Lanny wasted no words on preliminaries. “I have just received a note telling me that Rudolf Hess is coming to England.”
“To England!” echoed Ceddy, dumfounded. “What for?”
“Mainly, in the hope of seeing you. He is going to fly in an unarmed plane, and land somewhere on your shooting grounds in Scotland. He wants you to be there and meet him.”
“Good God!” exclaimed the noble earl.
“For the sake of peace on earth and good will toward men,” countered the other. “He expects to enlist your aid in that cause.”
“Is the man mad, Lanny? Or are you?”
“He may be a bit mad, as most men are who want to change the world. But he’s not too mad to fly a plane, and to come down by parachute if necessary.”
“Did he tell you about this in advance?”
“He broached it to me in Madrid. I did what I could to discourage him. I told him he would be a prisoner of war.”
“He will be shot!”
“No, he will wear a uniform, and his plane will be unarmed.”
“Why didn’t you tell us about this sooner, Lanny?”
“I didn’t take it seriously. I thought I had managed to dissuade him, and I was quite sure the Führer wouldn’t permit it.”

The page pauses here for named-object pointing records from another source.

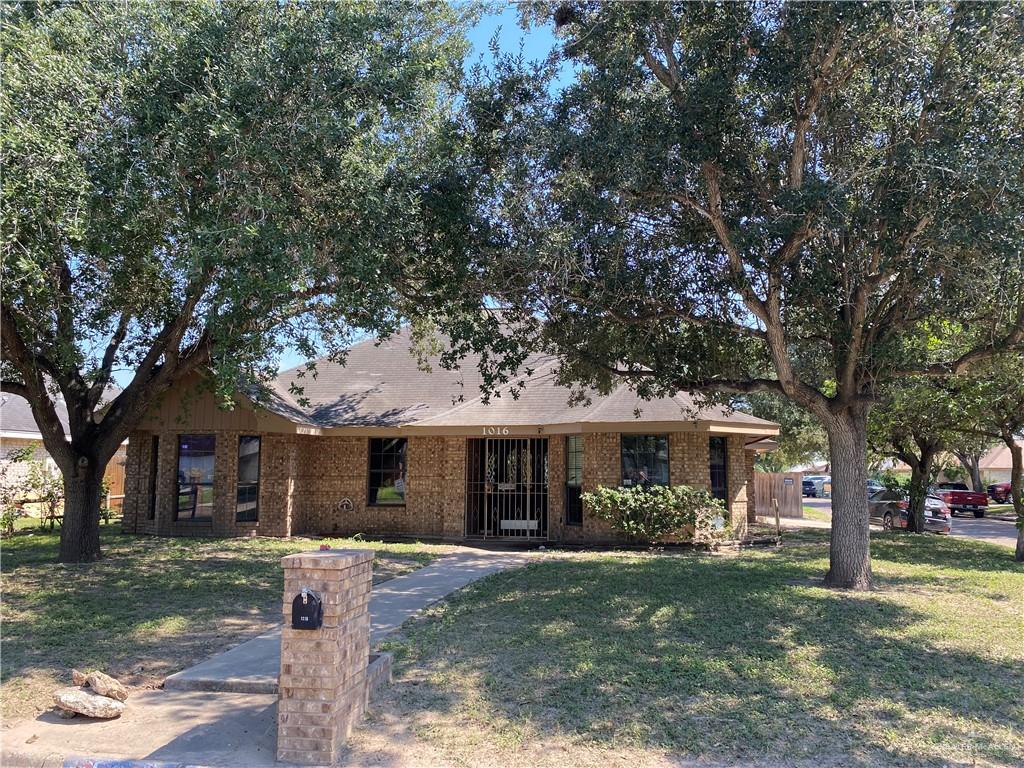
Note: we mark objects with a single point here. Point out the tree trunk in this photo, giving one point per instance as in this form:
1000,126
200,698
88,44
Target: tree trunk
972,463
919,491
80,530
849,555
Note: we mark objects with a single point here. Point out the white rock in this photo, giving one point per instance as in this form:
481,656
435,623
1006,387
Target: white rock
84,701
104,685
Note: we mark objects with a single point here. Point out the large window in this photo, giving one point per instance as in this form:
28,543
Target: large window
387,470
154,467
573,480
247,496
718,459
645,460
195,477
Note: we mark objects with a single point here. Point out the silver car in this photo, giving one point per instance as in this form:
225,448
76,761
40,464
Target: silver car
889,509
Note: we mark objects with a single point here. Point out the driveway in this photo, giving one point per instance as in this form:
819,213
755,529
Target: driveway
983,529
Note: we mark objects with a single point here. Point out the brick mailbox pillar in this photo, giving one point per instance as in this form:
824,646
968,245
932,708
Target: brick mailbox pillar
322,689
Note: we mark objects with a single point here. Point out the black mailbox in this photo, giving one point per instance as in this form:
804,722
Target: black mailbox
307,610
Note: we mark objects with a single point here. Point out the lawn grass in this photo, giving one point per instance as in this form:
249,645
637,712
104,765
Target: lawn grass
151,607
590,658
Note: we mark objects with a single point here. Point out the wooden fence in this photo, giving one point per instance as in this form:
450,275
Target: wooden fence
785,486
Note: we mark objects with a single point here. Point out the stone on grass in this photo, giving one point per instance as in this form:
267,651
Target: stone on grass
104,685
84,701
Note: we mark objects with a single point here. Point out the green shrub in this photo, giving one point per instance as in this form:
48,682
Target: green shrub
656,513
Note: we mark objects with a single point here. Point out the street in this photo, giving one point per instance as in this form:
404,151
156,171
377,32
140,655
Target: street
983,529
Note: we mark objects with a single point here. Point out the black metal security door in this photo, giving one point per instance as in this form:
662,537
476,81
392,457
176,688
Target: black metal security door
507,487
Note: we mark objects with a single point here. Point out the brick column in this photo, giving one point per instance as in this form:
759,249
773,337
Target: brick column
323,689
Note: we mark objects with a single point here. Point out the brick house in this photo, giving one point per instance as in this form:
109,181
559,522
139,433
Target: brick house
386,446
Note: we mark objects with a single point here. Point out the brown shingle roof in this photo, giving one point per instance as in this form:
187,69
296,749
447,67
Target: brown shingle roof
382,385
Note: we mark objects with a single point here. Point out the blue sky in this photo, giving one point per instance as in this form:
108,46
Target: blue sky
537,43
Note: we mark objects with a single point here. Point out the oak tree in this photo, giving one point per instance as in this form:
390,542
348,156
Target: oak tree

“Oh! The Führer knows of it, then?”
“How that stands I can’t be sure. This is all I have.” Lanny passed the letter to his friend and both he and Irma studied it. “Kurvenal is the code name that Rudi took, so that if he sent any message I would know it was genuine. He said he had agents in England.” Lanny had decided that there was no use mentioning “Branscome.”
“What precisely does the man expect me to do?” demanded Ceddy.
“He wants you an
d Irma to take me and Frances on a pleasure trip, and be at the shooting box to meet him when he arrives.”
“And for what purpose?”
“To consult with him as to how to bring peace between his country and yours.”
“He thinks I have such power?”
“He thinks you are the center of a group of men who have great influence. You understand, Ceddy, I have been feeding him this idea for several years, in order to get him to talk. I did that with your knowledge, and brought you the results and you accepted them. Of course I never foresaw the possibility of such a development as this. I couldn’t believe it then and I can hardly believe it now.”
“It’s going to raise the very devil if it happens, Lanny. It can’t possibly be kept secret and it will blacken us for life.”
“I don’t see why you should expect such results. You have never met Hess anywhere, have you?”
“Never in my life.”
“And you don’t want to go to Scotland, I take it?”
“I do not!”
“All right, then. Sit tight, and let the government deal with Rudi. Maybe he won’t mention you. If he does, just say you know nothing about it. You have had no communication from him and no sympathy with his ideas. That lets me out as well as you.”
“Suppose he mentions you?”
“I doubt if he will, for I’m an American, and no excuse for his coming to England. If he does, I have my story: I’m an art expert and I went to Germany on business; I have two paintings in the Dorchester vault to prove it.”